# Kohler WC Flush Valve



## plumbersteve27 (Sep 5, 2018)

Hey all, 

I'm not much of a service plumber so things like this I sometimes have a hard time figuring out. I will note, that this picture was sent to me to see if I could find a replacement. 

It came out of a Kohler Tripoint K-7531 flush valve. If anyone can tell me what this is called, that'd be great!











Will also attach a photo of the flush valve because I'm slightly confused as to why it has 2 model numbers on it. 

http://prntscr.com/ltk0xq


Thanks, everyone.


----------



## plumbersteve27 (Sep 5, 2018)

I'm not sure why it didnt post my first link. But here is the photo for the part I'm looking for. 

http://prntscr.com/ltk1fd


----------



## plumbersteve27 (Sep 5, 2018)

It's looking like the solenoid kit. I guess I'm just looking for the part number but not sure what it is due to there being 2 model numbers on the flush valve


----------



## skoronesa (Oct 27, 2015)

The first thing you should do when you have any issues getting parts is to call the manufacturer.


----------



## ShtRnsdownhill (Jan 13, 2016)

your supply house should know...


----------



## plumbersteve27 (Sep 5, 2018)

Thanks for the responses, sarcasm or not haha. I DID in fact call my supply house, after emailing those pictures. They did not know exactly what it was. So they called the manufacturer. The manufacturer gave a part number and after looking it up, it was some sort of battery pack. We knew that was wrong, my boss felt that it was the solenoid kit and after a bunch of google image searches, we found the part number. And after all was said and done, we ended up not needing it.


----------



## ShtRnsdownhill (Jan 13, 2016)

kolher is $hit...they make expensive crap and they change design like the weather and you spend days chasing parts...if you can get them..


----------



## Alan (Jun 18, 2008)

ShtRnsdownhill said:


> kolher is $hit...they make expensive crap and they change design like the weather and you spend days chasing parts...if you can get them..


I think i've only ever seen them. Haven't had to work on one yet. I'm pretty sure that every flush valve i've ever had to touch was a Sloan.


----------



## ShtRnsdownhill (Jan 13, 2016)

Alan said:


> I think i've only ever seen them. Haven't had to work on one yet. I'm pretty sure that every flush valve i've ever had to touch was a Sloan.


not just flush valves, its their whole line of products...but they sorta have a monopoly pushing their stuff, overpriced and not the best quality, they make obsolete product lines so you have to replace rather than repair and the parts are $$$$ so repair comes close to replace...


----------



## Alan (Jun 18, 2008)

ShtRnsdownhill said:


> not just flush valves, its their whole line of products...but they sorta have a monopoly pushing their stuff, overpriced and not the best quality, they make obsolete product lines so you have to replace rather than repair and the parts are $$$$ so repair comes close to replace...


I'll agree with you there.
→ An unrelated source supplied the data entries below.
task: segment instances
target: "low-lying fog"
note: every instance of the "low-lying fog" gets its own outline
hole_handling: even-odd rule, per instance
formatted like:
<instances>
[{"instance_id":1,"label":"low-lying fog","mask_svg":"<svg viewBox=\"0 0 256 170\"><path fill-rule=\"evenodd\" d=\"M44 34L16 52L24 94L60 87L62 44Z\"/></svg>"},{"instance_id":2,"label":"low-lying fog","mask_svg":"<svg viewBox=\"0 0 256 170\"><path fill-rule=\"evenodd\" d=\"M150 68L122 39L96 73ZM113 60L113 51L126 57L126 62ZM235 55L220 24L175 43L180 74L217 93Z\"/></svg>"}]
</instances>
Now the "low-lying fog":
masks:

They are really proud of their stuff pricewise, but i'll give them that it is pretty nice looking. I tend to steer people away from Kohler. At least the faucets anyway. I have a couple of wellworth toilets in my rental that came used from a remodel. I think they work just fine for a basic toilet.

The last change they made to their shower trim (screwless) I am not really a fan of.


----------



## canuck92 (Apr 1, 2016)

I cant stand there stuff. 
Shower valves and toilets. "lets make a dime sized hole in the side of the toilet so its impossible for the plumber to bolt it to the floor" now i carry a speacial tool just for there dumb toilets if i ever run into it again.


----------